Also as an aside, Apple needs to allow access to the mulitpin iPod/iPhone port!!!!!!!! This is how thumb-centric text message geeks will begin accepting iPhones and throwing Blackberries in a lake. I would love for someone to create a hardware keyboard or console game pad attachment, because then it would be ... game over.
As for your keyboard attachment, I have one word for you: Bluetooth. I agree that Apple should provide API access to Bluetooth for peripherals, even if I have strong doubts that any kind of standalone keyboard designed to fit in a pocket would actually sell well.
As a further aside, remember the eMate enclosure for the Newton? I wonder if there might be some kind of market for a dock for the iPhone with a keyboard, and hopefully a larger display built in... This kind of capability will become more critical as the iPhone's processing power and application support grow, with the possibility of replacing a traditional computer in a lot of cases.
As for a keyboard, I see no reason to use bluetooth, as it would do more to kill battery life then a dock connected solution. But either would work, if (a) apple allowed access to either, and (b) bluetooth would be allowed to work on anything but the phone aspect. Maybe they'll even figure out how to sync via bluetooth.
But on the emate, I don't believe that was an 'enclosure' for the newton. It was a separate standalone device (which ran NewtonOS).
This is the kind of integration one should EXPECT from the iPhone. I can't imagine that it would be THAT hard to make happen. Plugging things into your computer directly is SO 2004.
1. Wireless sync capabilities like the Zune has. Sorry, but that is a pretty neat feature. Not good for syncing 32GB of songs/movies, but great for updating a single album or daily podcasts. Love this feature on my Zune 80.
2. Keyboard capabilities, either through a dock connector or via bluetooth (iPhone or bluetooth dock adapter for the Touch).

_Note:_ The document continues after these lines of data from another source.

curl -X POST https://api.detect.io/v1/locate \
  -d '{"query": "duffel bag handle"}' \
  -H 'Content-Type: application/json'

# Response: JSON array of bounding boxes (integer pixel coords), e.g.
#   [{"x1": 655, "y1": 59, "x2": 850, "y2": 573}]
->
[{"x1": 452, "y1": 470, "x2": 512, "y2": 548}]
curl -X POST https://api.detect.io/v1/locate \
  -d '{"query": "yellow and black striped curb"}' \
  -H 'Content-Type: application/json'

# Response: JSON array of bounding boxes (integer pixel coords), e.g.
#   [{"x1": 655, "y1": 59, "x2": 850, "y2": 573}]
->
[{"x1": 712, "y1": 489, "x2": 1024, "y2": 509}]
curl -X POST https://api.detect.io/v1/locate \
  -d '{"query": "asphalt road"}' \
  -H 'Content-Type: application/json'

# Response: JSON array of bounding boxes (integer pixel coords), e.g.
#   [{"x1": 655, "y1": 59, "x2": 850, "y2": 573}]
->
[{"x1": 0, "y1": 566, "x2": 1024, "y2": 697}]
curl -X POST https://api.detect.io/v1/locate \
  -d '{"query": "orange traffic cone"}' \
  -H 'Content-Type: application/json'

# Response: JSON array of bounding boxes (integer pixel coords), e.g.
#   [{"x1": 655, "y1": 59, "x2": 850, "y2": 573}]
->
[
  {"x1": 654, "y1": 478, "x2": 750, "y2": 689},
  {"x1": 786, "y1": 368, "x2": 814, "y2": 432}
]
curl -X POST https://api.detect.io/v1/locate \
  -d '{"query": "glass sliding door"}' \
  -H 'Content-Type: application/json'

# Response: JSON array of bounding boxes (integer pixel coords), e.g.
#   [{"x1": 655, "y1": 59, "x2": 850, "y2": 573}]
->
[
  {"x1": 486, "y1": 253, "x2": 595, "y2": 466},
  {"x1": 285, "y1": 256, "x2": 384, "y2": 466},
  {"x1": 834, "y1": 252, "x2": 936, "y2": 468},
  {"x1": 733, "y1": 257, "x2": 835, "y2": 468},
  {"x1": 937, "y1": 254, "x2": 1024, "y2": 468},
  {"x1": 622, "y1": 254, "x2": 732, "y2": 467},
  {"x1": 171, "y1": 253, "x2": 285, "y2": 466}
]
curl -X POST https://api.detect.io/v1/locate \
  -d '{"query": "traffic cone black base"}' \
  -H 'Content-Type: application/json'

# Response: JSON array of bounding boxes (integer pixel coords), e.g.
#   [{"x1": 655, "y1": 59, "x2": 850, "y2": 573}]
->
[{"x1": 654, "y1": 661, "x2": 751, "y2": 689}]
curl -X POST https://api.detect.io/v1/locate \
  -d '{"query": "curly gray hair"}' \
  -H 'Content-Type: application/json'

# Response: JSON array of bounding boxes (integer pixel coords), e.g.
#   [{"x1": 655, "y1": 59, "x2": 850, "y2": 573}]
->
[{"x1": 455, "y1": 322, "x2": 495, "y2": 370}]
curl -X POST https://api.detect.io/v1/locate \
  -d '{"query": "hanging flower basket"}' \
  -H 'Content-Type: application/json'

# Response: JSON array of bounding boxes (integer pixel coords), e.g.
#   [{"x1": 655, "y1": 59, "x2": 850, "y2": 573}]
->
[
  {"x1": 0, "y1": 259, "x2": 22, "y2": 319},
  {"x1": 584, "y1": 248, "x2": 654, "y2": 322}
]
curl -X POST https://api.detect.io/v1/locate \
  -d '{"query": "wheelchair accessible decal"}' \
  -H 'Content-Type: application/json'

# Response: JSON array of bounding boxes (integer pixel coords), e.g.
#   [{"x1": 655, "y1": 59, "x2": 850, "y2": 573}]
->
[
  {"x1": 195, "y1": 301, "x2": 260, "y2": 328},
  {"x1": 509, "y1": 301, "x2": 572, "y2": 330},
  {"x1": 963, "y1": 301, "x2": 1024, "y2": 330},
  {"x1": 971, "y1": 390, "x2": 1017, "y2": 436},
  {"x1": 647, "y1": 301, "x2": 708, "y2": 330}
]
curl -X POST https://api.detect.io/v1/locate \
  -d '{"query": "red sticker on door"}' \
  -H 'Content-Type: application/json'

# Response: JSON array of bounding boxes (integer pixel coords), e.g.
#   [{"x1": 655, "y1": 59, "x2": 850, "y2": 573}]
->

I would carry this to class everyday versus a laptop if I could use it for note taking capabilities.
3. Use of the iPod Touch and iPhone as a HARD DRIVE!!!! Even if this involves partitioning part of the devices' memory as a dedicated HDD, I could live with this limitation.
Until these features are available I will keep on using my Zune and my Macbook (dual-boot OSX and Win XP).
Come on Apple, quit stalling and truly give everyone the 21st century Newton!!!